Default method configuration for main LookUp table

The following configuration matches the distributed setup (model keys and layer indices) and the runner’s expectations (distance_metric at the top level):

embedding:
  device: cuda
  queue_batch_size: 100
  max_sequence_length: 0
  distance_metric: cosine

  models:
    ESM-2:
      enabled: true
      batch_size: 1
      layer_index: [0]
      distance_threshold: 0

    ESM3c:
      enabled: true
      batch_size: 1
      layer_index: [0]
      distance_threshold: 0

    Ankh3-Large:
      enabled: true
      batch_size: 1
      layer_index: [0]
      distance_threshold: 0

    ProtT5:
      enabled: true
      batch_size: 1
      layer_index: [0]
      distance_threshold: 0

    ProstT5:
      enabled: true
      batch_size: 1
      layer_index: [0]
      distance_threshold: 0

Configuration Notes

  • Registry mapping: keys under embedding.models (e.g., ESM-2, ProtT5) must match the registry/type names used by your environment so the embedder can resolve the correct model/tokenizer/module.

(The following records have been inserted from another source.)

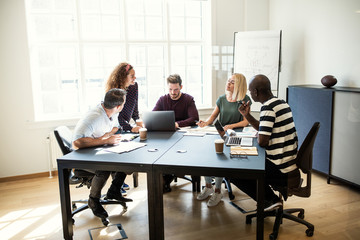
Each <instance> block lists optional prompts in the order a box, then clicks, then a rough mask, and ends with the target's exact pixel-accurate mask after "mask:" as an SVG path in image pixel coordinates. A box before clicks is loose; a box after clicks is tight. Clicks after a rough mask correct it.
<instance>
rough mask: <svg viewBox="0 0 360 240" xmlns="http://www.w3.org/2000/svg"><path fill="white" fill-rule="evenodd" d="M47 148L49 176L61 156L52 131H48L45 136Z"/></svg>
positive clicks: (56, 143)
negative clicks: (46, 138)
mask: <svg viewBox="0 0 360 240" xmlns="http://www.w3.org/2000/svg"><path fill="white" fill-rule="evenodd" d="M47 142H48V149H49V171H50V176H51V171H52V170H56V169H57V161H56V159H58V158H59V157H61V156H63V154H62V152H61V149H60V147H59V144H58V143H57V141H56V138H55V134H54V132H53V131H51V132H50V133H49V137H48V138H47Z"/></svg>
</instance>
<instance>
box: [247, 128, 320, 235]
mask: <svg viewBox="0 0 360 240" xmlns="http://www.w3.org/2000/svg"><path fill="white" fill-rule="evenodd" d="M319 128H320V123H319V122H315V123H314V125H313V126H312V128H311V129H310V131H309V133H308V134H307V136H306V138H305V140H304V142H303V143H302V144H301V147H300V149H299V151H298V154H297V159H296V165H297V166H298V167H299V168H300V169H301V171H302V172H303V173H304V174H305V175H306V186H302V182H303V180H304V179H301V180H300V184H298V185H297V186H296V187H291V185H292V184H291V183H293V182H299V179H298V178H296V179H295V178H293V179H292V178H289V180H288V185H289V187H288V189H287V192H288V196H292V195H296V196H299V197H306V198H308V197H310V195H311V170H312V157H313V154H312V152H313V147H314V142H315V139H316V135H317V133H318V131H319ZM272 187H273V189H274V190H275V191H277V190H280V189H278V188H277V187H276V186H272ZM279 196H280V198H281V199H283V196H282V195H281V194H279ZM297 212H298V216H294V215H292V213H297ZM264 215H265V217H268V216H275V217H276V218H275V222H274V227H273V232H272V233H271V234H270V236H269V238H270V239H271V240H274V239H276V238H277V236H278V233H279V227H280V224H281V223H282V221H283V219H284V218H286V219H289V220H292V221H295V222H298V223H301V224H303V225H305V226H307V229H306V231H305V233H306V235H307V236H308V237H311V236H313V234H314V225H313V224H311V223H309V222H307V221H305V220H304V217H305V210H304V209H303V208H294V209H283V207H282V206H281V207H279V208H278V209H276V210H274V211H269V212H264ZM253 217H256V213H255V214H249V215H247V216H246V223H247V224H250V223H251V219H252V218H253Z"/></svg>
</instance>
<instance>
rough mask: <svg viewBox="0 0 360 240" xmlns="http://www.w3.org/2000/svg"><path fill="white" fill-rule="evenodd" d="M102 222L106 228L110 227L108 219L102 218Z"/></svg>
mask: <svg viewBox="0 0 360 240" xmlns="http://www.w3.org/2000/svg"><path fill="white" fill-rule="evenodd" d="M101 221H102V223H103V224H104V226H107V225H109V221H108V220H107V219H106V218H102V219H101Z"/></svg>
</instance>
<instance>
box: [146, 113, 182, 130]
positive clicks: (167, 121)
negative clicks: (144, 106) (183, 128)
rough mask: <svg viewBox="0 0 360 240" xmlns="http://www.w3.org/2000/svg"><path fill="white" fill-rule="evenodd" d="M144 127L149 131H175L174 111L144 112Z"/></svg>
mask: <svg viewBox="0 0 360 240" xmlns="http://www.w3.org/2000/svg"><path fill="white" fill-rule="evenodd" d="M142 119H143V122H144V126H145V127H146V128H147V130H148V131H175V130H176V129H175V113H174V111H152V112H144V113H143V115H142Z"/></svg>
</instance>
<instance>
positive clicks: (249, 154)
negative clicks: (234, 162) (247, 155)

  • Hidden-layer selection: all indices listed under layer_index are extracted per model; each layer is persisted independently in HDF5 and becomes available to lookup.

  • Distance metric: set distance_metric at the root of the YAML; the lookup stage reads it from there (not from embedding).

  • Batching & device: batch_size (per model) and global device control throughput and memory pressure during embedding; tune to your hardware budget.